How can the same mind be amenable to instruction like this while giving over to the obsessions of rock music? If anything, rock and roll teaches us to be concerned with what other people think, say, and do. Those other people are usually unfaithful women, domineering parents and teachers, power mad police, the oppressive establishment. Rock is all about other people, and the rash their deeds and words give the rebel cortex. Rock and pop culture are fashion; they are mating dance peacockery.
I found myself confronted with this fact when driving home. Lacking an audio book, I began to listen to a Judas Priest compilation. But it didn’t work; it didn’t distract me and lift me up out of the boredom of the work world—the music’s sheen was gone, worn away by Aurelius. Aurelius, the Stoic Emperor, reminds himself to live wisely, and not be swayed by the gaudy artifice of human politics; to act with purpose, to live in wonder and appreciation of the nature of all things. Aurelius’ is a philosophy of action and achievement tempered by philosophy and humility:
“In a word, everything which belongs to the body is a flowing stream, and what belongs to the soul a dream and a vapor, and life is a warfare and a stranger’s sojourn, and future fame is oblivion. What then is there which can guide a man? One thing and only one, philosophy. Now this consists in keeping the divinity within us free from violence and unharmed, superior to pain and pleasure, doing nothing without a purpose, nor yet falsely and with hypocrisy, not feeling the need of another man’s doing or not doing something…
“Hasten then to the goal which you have before you. Throw away vain hopes and come to your own aid, while yet you may, if you care at all for yourself…
“Short then is the time which any man lives; and short too the longest posthumous fame, and even this is handed on by a succession of poor human beings who will very soon die, and who know not even themselves much less one who died long ago.”
How can pop culture withstand this? It can’t-- but it doesn’t have to. It ignores the existence of Aurelius completely; it sneers at Judeo-Christian anything.

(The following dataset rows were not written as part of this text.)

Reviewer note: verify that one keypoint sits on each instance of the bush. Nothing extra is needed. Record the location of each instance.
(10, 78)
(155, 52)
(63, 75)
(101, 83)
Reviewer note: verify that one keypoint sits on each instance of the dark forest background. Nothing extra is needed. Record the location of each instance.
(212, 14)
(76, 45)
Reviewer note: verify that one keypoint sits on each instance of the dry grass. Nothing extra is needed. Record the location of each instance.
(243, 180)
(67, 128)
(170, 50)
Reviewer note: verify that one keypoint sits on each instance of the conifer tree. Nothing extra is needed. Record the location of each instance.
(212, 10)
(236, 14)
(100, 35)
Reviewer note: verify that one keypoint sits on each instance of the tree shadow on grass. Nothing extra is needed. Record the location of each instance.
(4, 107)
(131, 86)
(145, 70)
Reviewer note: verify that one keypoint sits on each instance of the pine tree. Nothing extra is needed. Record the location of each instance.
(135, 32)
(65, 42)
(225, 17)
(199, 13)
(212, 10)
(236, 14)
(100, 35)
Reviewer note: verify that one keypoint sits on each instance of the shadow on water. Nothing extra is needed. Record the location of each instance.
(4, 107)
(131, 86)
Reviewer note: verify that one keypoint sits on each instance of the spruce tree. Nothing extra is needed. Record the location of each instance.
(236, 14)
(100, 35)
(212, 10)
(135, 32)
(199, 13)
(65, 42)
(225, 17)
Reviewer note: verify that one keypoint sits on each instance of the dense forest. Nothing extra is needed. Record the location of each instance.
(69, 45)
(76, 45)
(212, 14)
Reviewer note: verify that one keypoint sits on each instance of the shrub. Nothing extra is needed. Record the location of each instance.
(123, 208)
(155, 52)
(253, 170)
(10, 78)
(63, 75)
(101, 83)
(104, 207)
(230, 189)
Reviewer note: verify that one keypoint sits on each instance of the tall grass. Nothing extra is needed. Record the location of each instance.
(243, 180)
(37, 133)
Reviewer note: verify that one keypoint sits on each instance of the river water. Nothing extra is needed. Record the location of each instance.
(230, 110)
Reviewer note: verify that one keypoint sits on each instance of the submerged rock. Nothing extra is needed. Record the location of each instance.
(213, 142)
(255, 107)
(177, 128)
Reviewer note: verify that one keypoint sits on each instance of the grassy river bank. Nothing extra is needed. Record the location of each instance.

Against Aurelius, the overdriven guitars of Judas Priest don’t stand a chance, and as I was listening, with some of the Meditations still fresh in my mind, I imagined the mighty band on stage, gyrating and swaying amidst laser beams and dry ice fog, without amplification of any kind. I imagined the driving rhythms of the electric guitars and bass emasculated of their electric potency and the shattering solo guitar melodies reduced to barely audible rodent scratchings; I heard Rob Halford’s scream devoid of metallic reverb, and echo as weakly as a child’s voice through empty stadium corridors (if you lack amplification, you will lose the crowd). I imagined the drums, overpowering the tiny insect-like strumming of the guitars, but barely loud enough to reach across the infield. The rapid breathing of the musicians was loud enough to compete with the guitars. They moved and perspired to the shadow of a nothing, their creation robbed of its power to attract attention.
The pop culture atmosphere cannot compete with the bareness, the rawness of life. There is no way it could: sequins and amplifiers and prosthetic breasts cannot reckon with reality; they are physical manifestations of the real and psychic disposable income generated by progress; they represent how much humanity can afford to ignore nature. Aurelius and the Stoics dealt directly with nature and the mastery of it that comes from knowing oneself and one's place within it.
Aurelius and Priest are mutually exclusive.